A full session concentrated on the role of government economic reforms in restoring prosperity. Harald Uhlig focused on the role government in health care examining the recent ups and downs in the price of pharmaceutical firm stocks in response to statements coming from Washington. I assessed whether the US is having a much needed turning point in economic policy by applying the ideas in my book First Principles. This chart shows the potential gain in productivity growth if reforms such as regulatory reform and tax reform are implemented; in my view the response to such supply side reforms can be large. Steve Davis then discussed recent trends in regulation, intervention and policy uncertainty, provided new data and making new reform proposal to contain the costs. He provided a chart—which I replicate below—which shows some correlation between the swings in policy uncertainty and historical swings in productivity growth from my chart.

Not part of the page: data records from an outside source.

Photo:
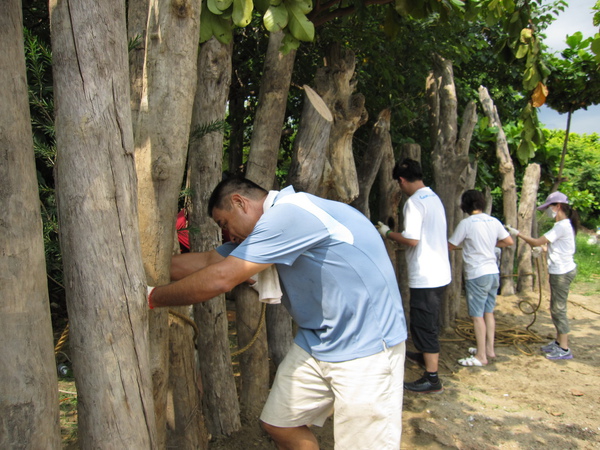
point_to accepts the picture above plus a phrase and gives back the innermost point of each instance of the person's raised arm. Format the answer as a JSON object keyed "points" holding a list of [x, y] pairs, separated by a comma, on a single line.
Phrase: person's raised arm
{"points": [[205, 284]]}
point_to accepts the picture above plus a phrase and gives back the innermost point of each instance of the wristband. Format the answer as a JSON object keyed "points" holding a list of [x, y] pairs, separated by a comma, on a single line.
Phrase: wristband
{"points": [[150, 304]]}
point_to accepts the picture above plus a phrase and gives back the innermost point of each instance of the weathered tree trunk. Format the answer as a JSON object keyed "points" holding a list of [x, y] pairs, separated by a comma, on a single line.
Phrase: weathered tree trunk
{"points": [[254, 363], [29, 416], [559, 177], [96, 193], [262, 163], [185, 422], [380, 143], [450, 157], [268, 123], [527, 203], [336, 84], [161, 141], [509, 189], [220, 402], [310, 145]]}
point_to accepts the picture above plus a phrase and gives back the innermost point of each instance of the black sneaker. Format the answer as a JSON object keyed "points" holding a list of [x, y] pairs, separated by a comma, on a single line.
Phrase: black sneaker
{"points": [[415, 357], [424, 386]]}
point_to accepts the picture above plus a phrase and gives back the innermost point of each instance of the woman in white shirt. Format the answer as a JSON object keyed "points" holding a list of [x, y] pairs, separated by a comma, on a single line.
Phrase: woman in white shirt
{"points": [[561, 267], [479, 235]]}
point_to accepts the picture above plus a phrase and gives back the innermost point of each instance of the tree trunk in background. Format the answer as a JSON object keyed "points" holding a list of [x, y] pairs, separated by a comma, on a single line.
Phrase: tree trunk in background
{"points": [[96, 195], [380, 143], [310, 145], [220, 402], [527, 203], [161, 142], [335, 83], [254, 362], [396, 217], [270, 113], [262, 164], [509, 189], [137, 20], [29, 415], [450, 157]]}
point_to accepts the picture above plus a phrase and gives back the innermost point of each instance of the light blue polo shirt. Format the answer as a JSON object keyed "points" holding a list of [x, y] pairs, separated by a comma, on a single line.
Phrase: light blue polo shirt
{"points": [[337, 279]]}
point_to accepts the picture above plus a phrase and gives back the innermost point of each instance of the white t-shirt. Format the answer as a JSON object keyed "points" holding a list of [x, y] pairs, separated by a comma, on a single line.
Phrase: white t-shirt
{"points": [[479, 234], [425, 221], [561, 248]]}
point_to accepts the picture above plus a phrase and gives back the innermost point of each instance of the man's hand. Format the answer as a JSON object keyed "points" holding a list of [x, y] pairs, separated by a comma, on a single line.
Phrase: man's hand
{"points": [[383, 229], [513, 231]]}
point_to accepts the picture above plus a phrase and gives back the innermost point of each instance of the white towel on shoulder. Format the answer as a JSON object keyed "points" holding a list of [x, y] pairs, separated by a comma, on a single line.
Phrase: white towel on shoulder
{"points": [[267, 281]]}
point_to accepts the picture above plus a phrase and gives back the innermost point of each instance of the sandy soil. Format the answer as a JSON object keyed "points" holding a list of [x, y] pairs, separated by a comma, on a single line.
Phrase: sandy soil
{"points": [[520, 400]]}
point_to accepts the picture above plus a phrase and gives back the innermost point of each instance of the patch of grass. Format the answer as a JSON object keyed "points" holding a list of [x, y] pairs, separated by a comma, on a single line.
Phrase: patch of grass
{"points": [[587, 257]]}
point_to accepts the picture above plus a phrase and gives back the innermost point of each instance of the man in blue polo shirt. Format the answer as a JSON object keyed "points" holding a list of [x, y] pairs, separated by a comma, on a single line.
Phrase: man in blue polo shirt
{"points": [[338, 285]]}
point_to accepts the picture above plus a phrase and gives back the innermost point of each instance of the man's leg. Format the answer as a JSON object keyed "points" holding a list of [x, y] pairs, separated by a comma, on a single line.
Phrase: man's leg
{"points": [[296, 438]]}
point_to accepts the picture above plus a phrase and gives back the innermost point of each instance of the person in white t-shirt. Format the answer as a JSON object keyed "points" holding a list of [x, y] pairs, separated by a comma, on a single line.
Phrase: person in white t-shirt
{"points": [[561, 267], [479, 235], [425, 237]]}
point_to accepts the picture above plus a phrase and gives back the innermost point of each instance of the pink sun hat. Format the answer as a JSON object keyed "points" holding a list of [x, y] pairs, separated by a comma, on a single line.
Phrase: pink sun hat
{"points": [[555, 197]]}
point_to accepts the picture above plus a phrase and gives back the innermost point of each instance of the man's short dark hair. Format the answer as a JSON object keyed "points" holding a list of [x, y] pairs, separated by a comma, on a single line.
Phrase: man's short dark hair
{"points": [[409, 169], [235, 185], [472, 200]]}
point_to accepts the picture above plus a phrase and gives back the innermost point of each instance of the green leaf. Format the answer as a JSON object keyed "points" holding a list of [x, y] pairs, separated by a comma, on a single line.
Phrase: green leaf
{"points": [[300, 27], [289, 43], [276, 18], [242, 12], [522, 50]]}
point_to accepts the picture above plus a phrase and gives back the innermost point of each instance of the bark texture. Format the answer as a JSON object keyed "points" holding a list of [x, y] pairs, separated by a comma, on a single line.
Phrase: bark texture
{"points": [[161, 143], [335, 83], [262, 164], [96, 193], [450, 158], [220, 402], [310, 145], [380, 144], [29, 415], [509, 189], [527, 204]]}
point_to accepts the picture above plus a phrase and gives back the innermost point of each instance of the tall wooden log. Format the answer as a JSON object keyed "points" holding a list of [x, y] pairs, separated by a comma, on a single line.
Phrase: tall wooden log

A good part of the conference was about the slow growth in Europe. Much of this fascinating discussion focused on how poor policy has pulled down growth. Fortunately, the discussion will be broadcast by Russ Roberts on his famous Econtalk Podcast and includes Nicholas Crafts, Luis Garicano, and Luigi Zingales—so watch for that. Joel Mokyr talked about his new book: A Culture of Growth, and examined whether the development of a “market for ideas,” which he argues led to the Industrial Revolution, has lessons for the future. Jesus Fernandez-Villaverde spoke at lunch on European lessons for the US. To paraphrase the key lesson, coming from joint work with Lee Ohanian, is: “If the US does not get its policy act together it will surely follow Europe to stagnation.” He reminded everyone how unemployment rates in Europe used be less than in the US, and they are now of course much greater. He was not optimistic about reforms in Europe given the demographic situation in there.
Joel Peterson, Chair of JetBlue and a leader in venture capital funding, gave the dinner talk explaining how government policy actually affects business formation and growth with many examples from his own experience. He thereby provided a much needed connection—and I would say confirmation—between the empirical/theoretical work of the economists and what actually goes on in individual firms. Some of Joel’s examples came from his fascinating new book, The Ten Laws of Trust.
Conferences like this are useful if they help bring ideas into practice. Let’s hope that when we have the next conference on economic growth and prosperity–say in another 5 years–that many of the ideas from this conference will have been applied in practice and that we might be able to title the conference “Prosperity Restored.”